Wer die Welt durch die sprichwörtliche rosarote Brille sieht, nimmt seine Umgebung tatsächlich anders wahr: Eine gute Stimmung erweitert das Gesichtsfeld und sorgt dafür, dass das Gehirn mehr Details des Hintergrundes registriert, haben kanadische Forscher nachgewiesen. Sinkt die Laune dagegen in den Keller, schrumpft das Gesichtsfeld und es entsteht eine Art Tunnelblick. Das Gehirn konzentriert sich dann praktisch ausschließlich auf das, was im Zentrum der Aufmerksamkeit steht, und reagiert kaum noch auf den Hintergrund. Der aktuelle emotionale Zustand beeinflusst also nicht nur, wie das Gehirn Gesehenes verarbeitet, sondern greift viel grundlegender in den Wahrnehmungsprozess ein, schreiben Taylor Schmitz und seine Kollegen.

Für ihre Studie zeigten die Forscher 19 Freiwilligen eine Reihe von Fotos, um bei ihnen bestimmte Emotionen zu wecken ? angenehme, unangenehme und, zur Kontrolle, neutrale. Anschließend bekamen die Probanden Bilder vorgesetzt, in deren Zentrum ein Gesicht und im Hintergrund ein Gebäude zu sehen waren. Ihre Aufgabe war es, sich auf das Gesicht zu konzentrieren und anzugeben, welches Geschlecht es hatte. Währenddessen zeichneten die Wissenschaftler mit Hilfe der funktionellen Magnetresonanztomographie ihre Gehirnaktivität auf.

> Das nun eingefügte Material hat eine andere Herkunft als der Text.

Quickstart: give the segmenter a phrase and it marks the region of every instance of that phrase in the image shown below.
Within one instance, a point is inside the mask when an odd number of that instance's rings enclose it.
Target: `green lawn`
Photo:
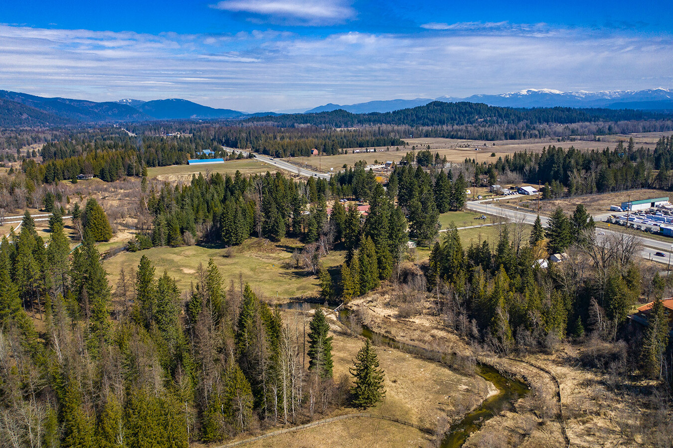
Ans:
[[[481,213],[474,212],[447,212],[439,215],[439,228],[448,228],[452,222],[456,227],[467,227],[468,226],[479,226],[484,224],[491,224],[491,217],[487,215],[485,220],[475,220],[481,216]]]
[[[157,177],[161,181],[174,180],[173,178],[188,177],[192,174],[203,173],[221,173],[223,175],[234,175],[236,171],[241,174],[264,173],[267,171],[275,172],[277,169],[263,162],[249,159],[225,161],[224,163],[214,163],[206,165],[171,165],[170,167],[154,167],[147,169],[149,177]]]
[[[122,252],[105,261],[106,271],[110,274],[110,284],[116,285],[119,271],[123,267],[128,273],[137,269],[140,258],[146,255],[153,263],[156,275],[164,269],[175,278],[181,291],[188,290],[197,279],[200,263],[205,267],[212,258],[219,268],[226,287],[229,281],[238,281],[239,273],[243,281],[266,297],[290,298],[317,296],[319,294],[318,278],[302,268],[289,266],[292,253],[301,249],[303,244],[297,240],[284,238],[279,243],[250,238],[234,248],[220,246],[187,246],[182,247],[157,247],[140,252]],[[333,251],[322,259],[323,264],[334,273],[343,263],[345,252]]]

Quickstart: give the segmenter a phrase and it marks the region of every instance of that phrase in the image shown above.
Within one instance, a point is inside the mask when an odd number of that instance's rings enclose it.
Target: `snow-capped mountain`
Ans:
[[[606,107],[608,109],[643,109],[649,110],[673,110],[673,89],[659,87],[647,90],[605,90],[598,92],[586,91],[564,92],[553,89],[525,89],[517,92],[499,95],[472,95],[465,98],[439,97],[436,100],[447,103],[468,101],[485,103],[489,105],[503,107]],[[343,109],[353,114],[388,112],[405,107],[427,104],[433,100],[390,99],[374,101],[357,104],[339,105],[329,103],[306,111],[320,112]]]
[[[444,98],[437,99],[446,101]],[[673,90],[659,87],[640,91],[563,92],[552,89],[526,89],[499,95],[473,95],[461,101],[507,107],[562,106],[668,109],[673,108]]]
[[[125,98],[124,99],[118,99],[115,103],[118,103],[119,104],[126,104],[127,105],[130,105],[131,107],[137,107],[141,104],[143,104],[145,101],[142,99],[133,99],[133,98]]]

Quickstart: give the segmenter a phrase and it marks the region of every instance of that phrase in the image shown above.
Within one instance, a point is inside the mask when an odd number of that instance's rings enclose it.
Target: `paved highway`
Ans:
[[[241,149],[236,149],[235,148],[227,148],[225,146],[225,150],[229,152],[242,152],[243,155],[248,156],[249,152],[248,151],[244,151]],[[330,176],[331,175],[326,174],[324,173],[318,173],[318,171],[314,171],[313,170],[307,169],[306,168],[301,168],[292,163],[288,163],[281,159],[276,159],[275,157],[268,157],[267,156],[262,156],[258,154],[254,154],[254,158],[260,162],[264,162],[264,163],[268,163],[270,165],[275,167],[277,168],[280,168],[281,169],[284,169],[286,171],[289,171],[290,173],[296,173],[300,176],[306,176],[307,177],[316,177],[320,179],[324,179],[329,180]]]
[[[511,197],[511,196],[509,197]],[[465,208],[470,210],[474,210],[485,214],[495,215],[501,216],[509,221],[520,221],[523,220],[524,224],[532,224],[535,222],[537,214],[524,212],[523,210],[514,210],[508,208],[498,207],[491,199],[481,201],[470,201],[465,204]],[[545,216],[540,216],[540,220],[542,226],[546,226],[549,220]],[[597,228],[596,230],[598,235],[619,234],[621,232],[618,230],[610,230],[608,229]],[[671,242],[667,241],[660,241],[647,238],[647,236],[636,236],[636,240],[643,247],[643,249],[639,251],[638,255],[642,258],[659,261],[668,264],[669,257],[673,255],[673,240]],[[654,254],[657,252],[663,253],[664,256],[656,256]]]

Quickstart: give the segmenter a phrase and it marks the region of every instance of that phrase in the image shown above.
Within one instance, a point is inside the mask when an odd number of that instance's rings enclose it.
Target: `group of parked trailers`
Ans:
[[[627,216],[629,227],[648,233],[659,232],[673,236],[673,210],[670,208],[656,207],[628,214],[612,215],[605,222],[625,227]]]

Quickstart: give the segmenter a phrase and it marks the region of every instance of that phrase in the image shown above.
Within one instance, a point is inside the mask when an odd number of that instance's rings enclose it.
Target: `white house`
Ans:
[[[536,189],[536,188],[534,188],[533,187],[529,187],[529,186],[519,187],[519,194],[531,195],[531,194],[537,194],[537,193],[538,193],[537,189]]]

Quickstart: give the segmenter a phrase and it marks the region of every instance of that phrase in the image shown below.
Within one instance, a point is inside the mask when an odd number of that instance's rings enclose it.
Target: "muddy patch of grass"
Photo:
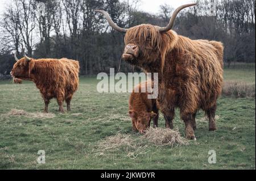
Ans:
[[[236,98],[255,98],[255,83],[242,82],[225,82],[222,89],[222,95]]]
[[[27,117],[31,118],[53,118],[55,115],[52,113],[43,113],[43,112],[28,112],[24,110],[16,109],[12,109],[7,113],[4,114],[6,116],[24,116]]]

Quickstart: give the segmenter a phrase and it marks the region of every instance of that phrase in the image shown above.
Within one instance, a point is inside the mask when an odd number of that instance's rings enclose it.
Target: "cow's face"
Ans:
[[[129,28],[125,36],[123,60],[135,65],[154,61],[159,55],[161,40],[156,26],[142,24]]]
[[[13,78],[22,79],[30,79],[29,66],[31,62],[27,61],[24,58],[19,60],[13,66],[10,72]]]
[[[184,8],[196,5],[191,3],[177,7],[171,16],[169,23],[163,27],[143,24],[129,29],[124,28],[114,23],[107,12],[98,10],[95,11],[103,14],[114,30],[126,33],[125,48],[122,55],[123,60],[139,66],[160,58],[163,69],[164,56],[172,39],[171,36],[163,37],[163,35],[172,29],[179,12]]]
[[[154,112],[138,113],[134,110],[129,110],[129,114],[140,133],[143,133],[149,128],[151,119],[157,115]]]

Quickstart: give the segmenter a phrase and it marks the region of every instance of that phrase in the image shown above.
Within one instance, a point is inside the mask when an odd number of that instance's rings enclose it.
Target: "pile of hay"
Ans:
[[[32,118],[53,118],[55,117],[54,113],[43,113],[43,112],[27,112],[24,110],[12,109],[9,112],[5,114],[6,116],[24,116],[27,117]]]
[[[95,157],[108,155],[110,153],[122,150],[127,153],[126,157],[135,159],[138,155],[151,151],[148,147],[160,145],[176,146],[187,145],[188,141],[183,138],[177,130],[165,128],[150,128],[144,134],[118,133],[106,137],[98,142],[93,153]]]
[[[179,130],[161,128],[149,128],[142,136],[142,140],[146,140],[156,146],[187,145],[188,142],[180,136]]]

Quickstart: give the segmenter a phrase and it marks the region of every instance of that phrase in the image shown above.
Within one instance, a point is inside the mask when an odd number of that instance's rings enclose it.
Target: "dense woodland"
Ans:
[[[255,0],[215,0],[214,16],[209,1],[184,10],[174,30],[192,39],[221,41],[226,65],[255,62]],[[38,4],[46,5],[44,14]],[[0,74],[9,74],[24,47],[28,56],[37,58],[67,57],[80,61],[81,74],[93,75],[118,69],[124,35],[113,31],[105,18],[93,11],[108,11],[119,26],[141,23],[165,26],[174,9],[160,6],[158,14],[139,11],[139,0],[12,0],[0,17]],[[133,68],[122,62],[121,70]]]

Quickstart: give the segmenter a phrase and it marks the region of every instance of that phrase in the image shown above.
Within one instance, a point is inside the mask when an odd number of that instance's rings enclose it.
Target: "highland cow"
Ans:
[[[34,82],[44,100],[44,112],[48,112],[49,100],[55,98],[59,111],[64,112],[63,101],[67,103],[68,111],[73,94],[79,86],[79,62],[67,58],[34,59],[27,57],[18,60],[10,73],[14,78]]]
[[[186,137],[193,140],[196,139],[193,120],[200,108],[209,117],[209,131],[216,129],[216,102],[223,82],[222,43],[193,40],[171,30],[179,12],[196,5],[178,7],[165,27],[143,24],[123,28],[106,12],[96,10],[105,15],[113,28],[126,33],[122,59],[146,72],[158,73],[158,101],[167,120],[166,127],[171,127],[175,108],[178,107]]]
[[[143,133],[150,126],[153,119],[153,127],[158,125],[159,112],[156,100],[148,99],[147,83],[151,81],[141,83],[134,87],[129,98],[129,115],[131,118],[133,130]]]
[[[13,79],[13,82],[14,82],[15,84],[22,84],[22,79],[15,78]]]

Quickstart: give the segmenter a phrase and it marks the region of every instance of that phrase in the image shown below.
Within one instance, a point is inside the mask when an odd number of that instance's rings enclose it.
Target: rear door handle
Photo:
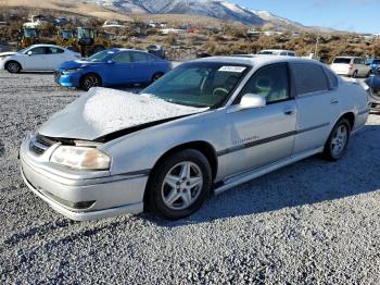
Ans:
[[[292,115],[292,114],[294,114],[294,110],[292,110],[292,109],[284,110],[283,113],[284,113],[286,115]]]

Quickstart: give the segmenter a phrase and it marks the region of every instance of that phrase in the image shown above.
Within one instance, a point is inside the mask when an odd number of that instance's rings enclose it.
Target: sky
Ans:
[[[306,26],[380,34],[380,0],[232,0]]]

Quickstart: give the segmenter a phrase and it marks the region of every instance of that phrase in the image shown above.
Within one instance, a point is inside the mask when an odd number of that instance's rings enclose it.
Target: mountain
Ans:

Dabei konzentrierten sie sich hauptsächlich auf zwei Areale: die sogenannte Fusiform Face Area (FFA), eine Hirnbereich, der für das Erkennen von Gesichtern zuständig ist, und ein Areal namens Parahippocampal Place Area (PPA), das wenig auf Gesichter und stark auf Hintergründe und räumliche Anordnungen reagiert.

Die Strategie bewährte sich: Bei den Probanden, die Bilder von niedlichen Hundewelpen oder einem Kleinkind gesehen hatten und folglich in einer guten Stimmung waren, leuchtete die PPA stärker auf als bei Teilnehmern mit einer schlechteren Laune. Je stärker sie sich dabei emotional von den Bildern berührt fühlten, desto ausgeprägter war der Unterschied. Die FFA war hingegen bei beiden Gruppen gleich aktiv. Es handelte sich also nicht um eine Verschiebung der Aufmerksamkeit, sondern um eine echte Veränderung der Wahrnehmung, interpretieren die Forscher dieses Ergebnis: Eine positive Grundstimmung erweitert das Gesichtsfeld und macht empfänglicher für eher nebensächliche Hintergrunddetails, während eine negative Stimmung den fokussierten Bereich schrumpfen lässt und zusätzliche Informationen ausblendet.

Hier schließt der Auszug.